Voice-drive a coding agent
ORBIS can launch a terminal coding agent — protoCLI, OpenCode, Claude Code, or Codex — and drive it by voice: "ask proto to add a test to the payments module." The agent reads, edits, and runs code in a directory you choose; ORBIS narrates what it's doing and speaks the result. Under the hood it's the Agent Client Protocol (ACP), wired in as a delegate type. For the schema, see Agent reference → Delegates.
Before you start
- Install the agent and make sure it's on your
PATH. Sign it into its own model — ORBIS drives it, it brings its own brain. - Pick the directory it owns — the repo or folder it should read and edit.
Launch commands (each speaks ACP over stdio):
| Agent | Command | Args |
|---|---|---|
| protoCLI | proto | --acp |
| OpenCode | opencode | acp |
| Claude Code | npx | @zed-industries/claude-code-acp |
| Codex | codex-acp | (none — install zed-industries/codex-acp) |
Add it
In Settings → Agent → Delegates → Add delegate, choose ACP coding agent:
- Name — lowercase, no spaces (e.g.
proto). This is what you say and what the model uses indelegate_to. - Description — be specific about which code it owns; the model uses it to choose. "My coding agent for the ORBIS repo" beats "a coding agent".
- Command / Args — from the table above.
- Workdir — the directory the agent is responsible for.
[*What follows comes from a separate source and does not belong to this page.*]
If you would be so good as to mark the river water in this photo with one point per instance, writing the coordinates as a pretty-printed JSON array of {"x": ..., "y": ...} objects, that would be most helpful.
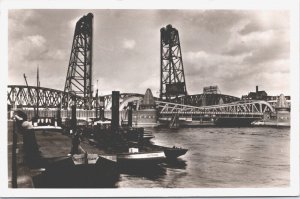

Or in config/delegates.yaml:
delegates:
- name: proto
description: My coding agent for the ORBIS repo — read, edit, run code there.
type: acp
command: proto
args: ["--acp"]
workdir: ~/dev/ORBISThe workdir is the unit of identity: add the same agent against two repos and you get two scoped delegates — "ask proto in the ORBIS repo…" vs "…in the marketing repo."
Use it
Just talk: "ask proto what's failing in the build," or "have proto add a docstring to the license module." ORBIS launches the agent in its workdir, hands over the task, narrates its tool calls as it works ("Editing app.py", "Running pytest"), and speaks the outcome. Follow-ups continue the same session, so "now also update the changelog" keeps the context.
Good to know
- It edits real files. The agent works directly in its
workdir— changes land on disk. Point it at a repo under version control so you can review and revert. - Permissions. When the agent asks to run a tool, ORBIS currently allows it so the task can proceed. A confirm-by-voice policy for writes and shell commands is on the roadmap.
- It must be installed. ORBIS launches what's on your
PATH; it doesn't bundle the agents. If a launch fails, confirm the command runs in your terminal first (e.g.proto --acp).